Sunday, September 30, 2007

Citizenship

Click here to see a graph showing the foreign-born population of the US 1850-2000.

Charlie earlier mentioned the new naturalization test. Here are some sample questions.

Several years ago, President Bush signed an executive order to provide for faster naturalization of noncitizens serving in the military. Here is a story about the 26,000+ new Americans who have taken advantage of that process. Here is video of soldiers becoming citizens while serving in Iraq. Here is the text of the Oath of Allegiance.

2 comments:

Charles Johnson said...

It would seem to me that Bush's executive order is quite dangerous. Wasn't that partly the reason Rome fell -- because non-Romans were more willing than Romans to lie down for the Empire?

Charles Johnson said...

Case in point:

There's even discussion of plucking foreign recruits for the U.S. military even before they've left their homeland. Kevin Ryan, a retired Army brigadier general now at Harvard University's Kennedy School of Government, raised some Pentagon eyebrows last week when he suggested the U.S. Army open a recruiting station in India's capital, Delhi.

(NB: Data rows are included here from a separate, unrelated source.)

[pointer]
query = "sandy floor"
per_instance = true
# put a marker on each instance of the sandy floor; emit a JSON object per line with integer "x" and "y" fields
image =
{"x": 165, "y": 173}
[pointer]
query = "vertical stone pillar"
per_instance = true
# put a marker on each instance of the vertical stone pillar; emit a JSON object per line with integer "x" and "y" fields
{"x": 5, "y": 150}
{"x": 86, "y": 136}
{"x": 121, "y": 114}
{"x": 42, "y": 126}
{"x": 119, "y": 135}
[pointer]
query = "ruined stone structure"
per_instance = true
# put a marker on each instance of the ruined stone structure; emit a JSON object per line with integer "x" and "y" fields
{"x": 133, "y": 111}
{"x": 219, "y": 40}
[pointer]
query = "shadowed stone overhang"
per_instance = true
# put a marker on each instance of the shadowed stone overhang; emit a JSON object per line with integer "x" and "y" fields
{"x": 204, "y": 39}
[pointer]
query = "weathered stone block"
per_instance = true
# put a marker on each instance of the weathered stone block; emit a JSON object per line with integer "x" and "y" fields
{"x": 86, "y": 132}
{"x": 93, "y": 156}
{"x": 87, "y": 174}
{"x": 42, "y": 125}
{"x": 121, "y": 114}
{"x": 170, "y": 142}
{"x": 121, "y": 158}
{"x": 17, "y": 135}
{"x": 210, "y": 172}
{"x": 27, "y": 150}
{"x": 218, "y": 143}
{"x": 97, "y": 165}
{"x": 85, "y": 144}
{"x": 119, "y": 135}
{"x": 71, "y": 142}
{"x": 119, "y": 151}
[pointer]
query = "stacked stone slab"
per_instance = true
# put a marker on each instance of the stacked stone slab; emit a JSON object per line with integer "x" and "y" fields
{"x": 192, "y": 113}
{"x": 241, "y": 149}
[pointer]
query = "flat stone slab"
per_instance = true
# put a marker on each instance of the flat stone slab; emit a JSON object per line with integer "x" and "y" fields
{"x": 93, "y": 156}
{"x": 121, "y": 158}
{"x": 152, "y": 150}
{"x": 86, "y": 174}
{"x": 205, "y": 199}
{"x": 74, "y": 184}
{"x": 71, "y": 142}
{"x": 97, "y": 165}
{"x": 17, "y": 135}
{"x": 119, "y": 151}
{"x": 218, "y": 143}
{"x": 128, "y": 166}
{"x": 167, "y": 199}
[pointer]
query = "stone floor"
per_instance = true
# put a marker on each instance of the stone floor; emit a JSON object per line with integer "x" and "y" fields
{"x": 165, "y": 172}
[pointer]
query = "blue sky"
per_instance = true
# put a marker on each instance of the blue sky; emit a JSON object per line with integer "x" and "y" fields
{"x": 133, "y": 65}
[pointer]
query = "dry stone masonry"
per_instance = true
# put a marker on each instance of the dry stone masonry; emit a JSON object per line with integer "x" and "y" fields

By tapping into non-citizens eager to wear a U.S. Army uniform, he wrote in a column in the Christian Science Monitor, last year's shortfall of 7,000 Army recruits would evaporate. "Instead of sitting back and waiting for these people to trickle in," he says, "we could go out and find the ones we want." The Army says it's interested in the idea. "It has great promise," says Major General Sean Byrne, the Army's director of military-personnel policy. "We need to pursue it."